Secondly, we can point to the innovations that were technically possible long before they became reality, almost as if they were waiting for the right time to emerge and fulfil a pressing purpose (see here). Both wheels and luggage were around for centuries before someone had the idea of combining the two!
Ideas may also be evolutionary in that they emerge in response to what came before. The economist Terry Burns suggested that we have a searing memory of events which steers us towards certain ideas which we believe will soothe our discomfort. For example, the searing memory of rampant inflation made the idea of an independent central bank with a remit for controlling inflation an attractive proposition. In this way, the flaws in the Last Big Thing determine what makes the Next Big Thing attractive to us.
Attraction is important because ideas only thrive when they are sufficiently appealing to a range of advocates simultaneously. And not just any advocates, but those with the influence and credibility to have these ideas accepted by others. These coalitions of advocates are the wind that builds the wave.

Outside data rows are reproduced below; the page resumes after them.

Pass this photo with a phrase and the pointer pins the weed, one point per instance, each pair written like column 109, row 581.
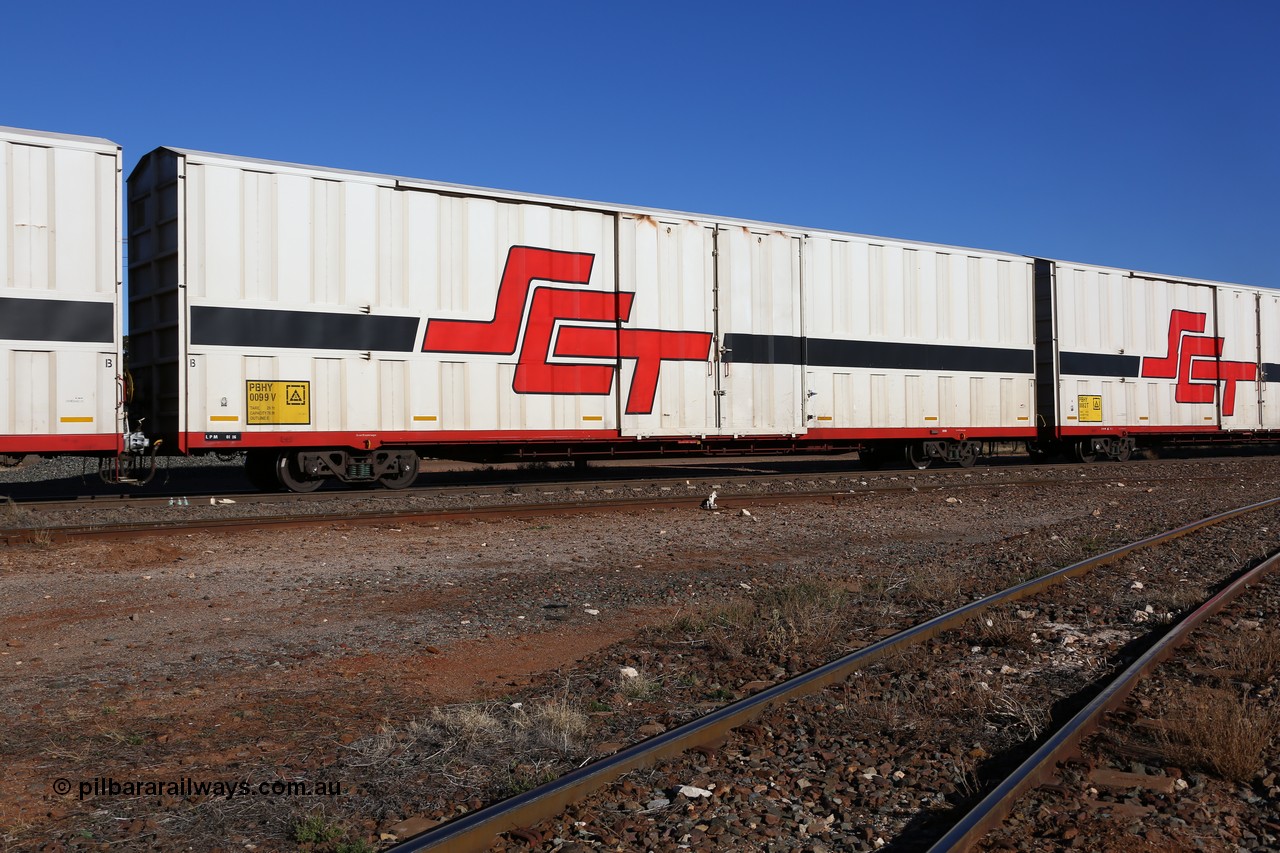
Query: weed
column 558, row 725
column 778, row 621
column 1253, row 657
column 640, row 687
column 996, row 629
column 315, row 829
column 359, row 845
column 521, row 778
column 1221, row 731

What can we learn about the rise and fall of ideas that might be instructive to us in schools?
Education may be more prone to fads than many other industries. There are a number of reasons for this. Firstly, there are significant gaps in our knowledge about education, despite centuries of theorising and decades of research. Secondly, there are fundamental problems in education, not least the difficulties caused by the invisibility of the very thing we set out to achieve: learning;. Thirdly, the system is extremely complex. This complexity arises from diversity, uncertainty, and moral ambiguity, among other things. And yet we are driven by a desire to do something to make schools as good as they can be. Is it any wonder we enthusiastically reach for solutions which promise to solve the educational conundrum?
If we are to succeed in improving schools, we must face up to the perpetual novelty which gives rise to the Next Big Thing. This means understanding the mechanisms by which ideas take hold, recognising when we are in the grip of a faddish idea, and knowing what to do when we don’t know what to do.
The current Big Thing will not last. Are we ready for the Next Big Thing?